Despite the title and the jokes about Nigerian princes, doing something like this is a way to snare customers. Give something away for free, and people will flock to it like flies on just about anything rotting. Micro$oft did this with its Office products like Word and Excel, and probably hundreds of millions of users are tied to Office now because of it. Some of those who are tied to Office probably even pay for it now.

Even if none of the people who sign up for this are able to afford anything that such advertising is pushing, gagme will earn advertising revenue on it. It may get those people internet access, but gagme stands to reap profits on it even if those who see the advertising buy nothing. Gagme probably even recognizes this fact, and in that case, I think the practice is hedging on exploitation.

Companies like gagme and fakebook have proven to care little about how they make their money, and IMO, they have sacrificed all honor in the name of profit.
 

dimiav

TS Rookie
That's a very jaded title and caption.
Despite the title and the jokes about Nigerian princes, doing something like this is a way to snare customers. Give something away for free, and people will flock to it like flies on just about anything rotting. Micro$oft did this with its Office products like Word and Excel, and probably hundreds of millions of users are tied to Office now because of it. Some of those who are tied to Office probably even pay for it now.

Even if none of the people who sign up for this are able to afford anything that such advertising is pushing, gagme will earn advertising revenue on it. It may get those people internet access, but gagme stands to reap profits on it even if those who see the advertising buy nothing. Gagme probably even recognizes this fact, and in that case, I think the practice is hedging on exploitation.
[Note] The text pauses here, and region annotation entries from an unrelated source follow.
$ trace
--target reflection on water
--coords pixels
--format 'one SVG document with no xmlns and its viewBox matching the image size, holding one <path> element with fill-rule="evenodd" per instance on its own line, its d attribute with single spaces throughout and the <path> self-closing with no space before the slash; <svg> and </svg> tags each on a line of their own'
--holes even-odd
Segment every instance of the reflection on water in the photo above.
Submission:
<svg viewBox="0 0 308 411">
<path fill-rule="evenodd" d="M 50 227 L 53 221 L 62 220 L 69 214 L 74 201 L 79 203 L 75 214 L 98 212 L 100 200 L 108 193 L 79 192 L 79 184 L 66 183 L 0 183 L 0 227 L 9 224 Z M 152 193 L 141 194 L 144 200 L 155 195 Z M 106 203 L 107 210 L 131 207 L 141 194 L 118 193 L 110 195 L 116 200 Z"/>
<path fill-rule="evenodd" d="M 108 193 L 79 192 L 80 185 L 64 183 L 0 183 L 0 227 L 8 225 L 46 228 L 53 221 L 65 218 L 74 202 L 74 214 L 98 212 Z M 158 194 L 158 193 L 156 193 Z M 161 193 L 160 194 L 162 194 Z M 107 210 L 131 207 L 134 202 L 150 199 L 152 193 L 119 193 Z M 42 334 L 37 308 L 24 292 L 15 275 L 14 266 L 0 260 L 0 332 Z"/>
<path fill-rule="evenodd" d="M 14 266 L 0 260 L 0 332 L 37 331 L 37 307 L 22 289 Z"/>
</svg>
Companies like gagme and fakebook have proven to care little about how they make their money, and IMO, they have sacrificed all honor in the name of profit.
Yes, it's better for them to stay at stone age so they won't be corrupted by modern business models...
Google is providing a service, they are not a charity company and that's OK , profit is n incentive, it makes it possible that more people in Nigeria would get access to internet.